How many times have you heard a newly appointed fire chief question his or her readiness for the top spot? For the most part, new fire chiefs are selected because the governing body acknowledges the candidates’ past accomplishments and their theories about administrative effort, organizational necessity and future performance. A selection was likely made because the chief exhibited values that appeared to be in line with the community’s intended direction and can continue the department’s successful track record or take it to the next level.

As a new chief, how does one prepare for what happens after the appointment takes place? If you are a parent, you may already appreciate this feeling. While you waited for your first child, did you ever ask yourself, “Am I ready? Am I the right person for the job?”

You have zero experience, but there is no turning back. Maybe you read the books, watch a few videos and take some classes. That may help, but preparation and readiness is gained through experience. Ask people who have been there before you; learn from their experiences.

When it’s your turn, expect to make mistakes. Learn and adapt; what you learn from those mistakes provides even more experience. Remember, you are not alone; there will always be someone available to help you along the way.

As with parenting, executive leadership is not much different. In my situation, I was a much better parent before I had kids—and I was a much better fire chief before I had five bugles.

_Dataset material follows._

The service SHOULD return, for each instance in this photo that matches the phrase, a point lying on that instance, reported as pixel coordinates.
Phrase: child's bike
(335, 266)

As a conscientious firefighter/company officer, I would regularly comment about the best way to run a department; it was based on my observations of administration and how their decisions affected the workforce. Now that I am a five-bugle chief, I see the value of exercising caution when making administrative decisions.

Executive development is most successful when you can learn from—and lean on—other chiefs. To help members prepare for progressive levels of leadership, the IAFC provides guidance through vision, information, education, services and representation. Executive development is an ongoing effort that should start well in advance of being appointed. If you are going to make changes in your department based on old ideas (good ideas you had 10 years ago), you may be implementing procedures that have limited operational value.

If you are a new chief, start making a list of all the things that are difficult about your position. The stumbling blocks you experience will likely be vulnerabilities your successor will face. Start training the potential next-in-command now. Give your staff every opportunity to experience executive-level leadership. Their apprehension of accepting a new role will be minimized when they are comfortable with the next step.

One of the best compliments to your leadership is the success of your entire organization. Your legacy as a competent and capable executive officer will be realized when the work you did in your department is sustained by those who come after you, allowing your effort to outlast your tenure.

As a member of the IAFC’s Executive Fire Officer Section, I appreciate the work that is being done in conjunction with the IAFC’s strategic goals. To “Lead, Educate, and Serve” sets the framework for executive development and succession planning.

We LEAD to impact our present needs and organizational priorities.

We EDUCATE to learn from our past and influence our future.

We SERVE to address the needs of the community and the demands of our profession.

The EFO Section continues to instill these values in the work that is done through the IAFC and in the best interests of fire service executives. As chief officers, we need to understand that executive development and succession planning is our job. Look closely at your members, those expressing and exhibiting interest; help them find the EFO within them. Our profession depends on it.